The fate of the fish
Fall is one of my favorite times of the year. The crisp mornings and colorful leaves herald the change of seasons and new perspectives on life. Growing up in Southwest Washington, the coming of autumn also has meant the coming of the salmon up the river. Unfortunately, I have seen the number of salmon in the rivers dwindling, and this has been reflected in the struggles for survival of animals and humans that rely on this iconic creature.
Wild salmon have been struggling for survival for the better part of a century. Dams, habitat destruction, overfishing, and pollution have been responsible for the demise of the population. While the state has come up with a plan to bolster salmon numbers, recent events may stop any progress that has been made.
The Washington Department of Fish and Wildlife decided this year to increase the salmon catch by commercial fishermen through allowing the use of gill nets. These nets had previously been banned, since the bycatch from gillnets is notorious. These nets have been responsible for the deaths of endangered species of salmon as well as birds and sea mammals. Fish and Wildlife claims that the holes in the nets are now larger so that the bycatch will not be so great, but the impacts of any bycatch on species that are struggling could be devastating. Furthermore, in the 20th district, sports fishing contributes more money to the economy than commercial fishing, and increasing the commercial share will decrease the amount for sports fishermen.
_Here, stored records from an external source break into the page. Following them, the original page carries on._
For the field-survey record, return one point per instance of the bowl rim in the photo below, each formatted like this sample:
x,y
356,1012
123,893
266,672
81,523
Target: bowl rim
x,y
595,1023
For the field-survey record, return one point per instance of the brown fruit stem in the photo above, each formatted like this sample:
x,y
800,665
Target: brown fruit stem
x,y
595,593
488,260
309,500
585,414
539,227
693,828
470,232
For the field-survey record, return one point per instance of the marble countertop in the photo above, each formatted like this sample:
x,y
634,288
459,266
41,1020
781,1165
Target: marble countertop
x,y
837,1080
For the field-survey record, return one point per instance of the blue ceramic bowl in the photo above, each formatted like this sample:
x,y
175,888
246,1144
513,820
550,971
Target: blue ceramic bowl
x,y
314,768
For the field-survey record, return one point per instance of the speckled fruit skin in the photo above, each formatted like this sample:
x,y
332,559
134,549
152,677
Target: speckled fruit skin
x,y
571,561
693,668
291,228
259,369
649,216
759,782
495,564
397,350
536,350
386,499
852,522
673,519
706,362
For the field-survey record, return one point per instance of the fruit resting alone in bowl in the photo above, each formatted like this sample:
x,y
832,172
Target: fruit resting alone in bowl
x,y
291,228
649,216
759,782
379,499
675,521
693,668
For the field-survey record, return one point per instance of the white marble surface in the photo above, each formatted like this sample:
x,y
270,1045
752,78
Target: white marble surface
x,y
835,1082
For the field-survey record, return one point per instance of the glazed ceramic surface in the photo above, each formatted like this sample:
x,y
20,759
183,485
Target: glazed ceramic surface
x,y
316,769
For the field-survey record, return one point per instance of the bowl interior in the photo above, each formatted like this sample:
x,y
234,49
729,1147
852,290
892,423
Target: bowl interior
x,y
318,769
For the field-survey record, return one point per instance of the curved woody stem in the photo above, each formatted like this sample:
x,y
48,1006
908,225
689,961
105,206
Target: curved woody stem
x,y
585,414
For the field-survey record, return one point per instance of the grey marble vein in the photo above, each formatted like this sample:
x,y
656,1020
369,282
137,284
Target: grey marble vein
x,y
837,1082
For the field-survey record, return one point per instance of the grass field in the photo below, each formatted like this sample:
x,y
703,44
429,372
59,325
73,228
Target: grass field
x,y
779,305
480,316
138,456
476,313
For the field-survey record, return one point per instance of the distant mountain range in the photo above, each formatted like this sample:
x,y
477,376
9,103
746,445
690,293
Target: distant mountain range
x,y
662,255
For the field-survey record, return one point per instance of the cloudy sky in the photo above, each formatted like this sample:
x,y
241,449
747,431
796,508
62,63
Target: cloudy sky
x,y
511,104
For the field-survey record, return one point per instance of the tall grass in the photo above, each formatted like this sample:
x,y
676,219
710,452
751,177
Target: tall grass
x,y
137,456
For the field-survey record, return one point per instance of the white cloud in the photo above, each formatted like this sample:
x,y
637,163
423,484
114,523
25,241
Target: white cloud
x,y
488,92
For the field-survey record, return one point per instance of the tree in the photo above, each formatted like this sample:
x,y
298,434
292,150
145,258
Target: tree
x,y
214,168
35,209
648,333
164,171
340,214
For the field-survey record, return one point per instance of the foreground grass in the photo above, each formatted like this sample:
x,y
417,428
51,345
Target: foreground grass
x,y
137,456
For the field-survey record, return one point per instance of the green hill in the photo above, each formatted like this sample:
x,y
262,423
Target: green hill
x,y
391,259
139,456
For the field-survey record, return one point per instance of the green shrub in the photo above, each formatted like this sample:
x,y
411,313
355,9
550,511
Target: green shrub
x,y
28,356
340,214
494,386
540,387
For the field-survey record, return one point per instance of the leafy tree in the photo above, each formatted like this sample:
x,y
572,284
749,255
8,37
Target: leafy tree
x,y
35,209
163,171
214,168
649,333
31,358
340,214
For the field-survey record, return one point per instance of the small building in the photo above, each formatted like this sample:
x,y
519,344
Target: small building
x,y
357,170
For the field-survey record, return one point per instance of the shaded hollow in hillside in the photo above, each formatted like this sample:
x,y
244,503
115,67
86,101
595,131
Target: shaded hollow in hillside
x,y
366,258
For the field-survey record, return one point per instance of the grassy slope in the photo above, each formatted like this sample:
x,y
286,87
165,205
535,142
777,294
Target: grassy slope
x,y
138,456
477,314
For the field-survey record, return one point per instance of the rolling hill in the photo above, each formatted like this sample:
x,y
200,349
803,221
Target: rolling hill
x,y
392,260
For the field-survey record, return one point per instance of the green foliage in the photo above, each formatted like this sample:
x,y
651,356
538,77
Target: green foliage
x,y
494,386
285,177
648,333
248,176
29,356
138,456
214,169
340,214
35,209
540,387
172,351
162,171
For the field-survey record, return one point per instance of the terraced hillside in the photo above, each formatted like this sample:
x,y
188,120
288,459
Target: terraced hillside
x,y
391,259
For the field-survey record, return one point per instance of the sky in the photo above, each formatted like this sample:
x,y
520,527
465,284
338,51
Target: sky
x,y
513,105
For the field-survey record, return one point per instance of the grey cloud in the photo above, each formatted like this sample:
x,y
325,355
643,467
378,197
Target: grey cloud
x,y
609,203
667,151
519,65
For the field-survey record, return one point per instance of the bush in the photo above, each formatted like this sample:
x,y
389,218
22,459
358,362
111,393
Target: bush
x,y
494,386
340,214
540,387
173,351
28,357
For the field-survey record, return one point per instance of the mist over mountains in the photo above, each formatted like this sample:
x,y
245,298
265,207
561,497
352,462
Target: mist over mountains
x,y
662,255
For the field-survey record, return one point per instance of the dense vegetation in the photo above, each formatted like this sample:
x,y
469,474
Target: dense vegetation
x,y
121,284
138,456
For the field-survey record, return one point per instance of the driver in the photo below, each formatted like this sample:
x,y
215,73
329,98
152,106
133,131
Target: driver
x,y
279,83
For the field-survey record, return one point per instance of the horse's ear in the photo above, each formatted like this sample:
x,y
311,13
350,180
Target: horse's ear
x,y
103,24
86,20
In addition to the nets, the state is, unbelievably, thinking of building a new dam on the Chehalis River to control flooding. Dams have proven to reduce salmon populations, and their use in flood control is often less than reliable. The Chehalis Tribe is downriver from the proposed dam. Salmon are central to the Chehalis culture, and the loss of the salmon would mean the loss of a way of life. A dam would also destroy the riparian zone along the Chehalis upriver from the dam, contributing to habitat destruction and reducing water quality and increasing water temperatures. This dam should not be constructed, and other alternatives should be sought for the flooding problem.
There are no easy solutions to the salmon population problem, but their continued existence is essential to the culture and economy of the Pacific Northwest. As the various interested parties tug the salmon this way and that, we can quickly lose ground in the battle for salmon survival. We need to base decisions on real science, and be prepared to make short term sacrifices in order to reach long term goals. Then, maybe in the future we will still be able to watch the salmon swimming up the river in the fall, determined to produce new generations of fish, a symbol of hope and regeneration for us all.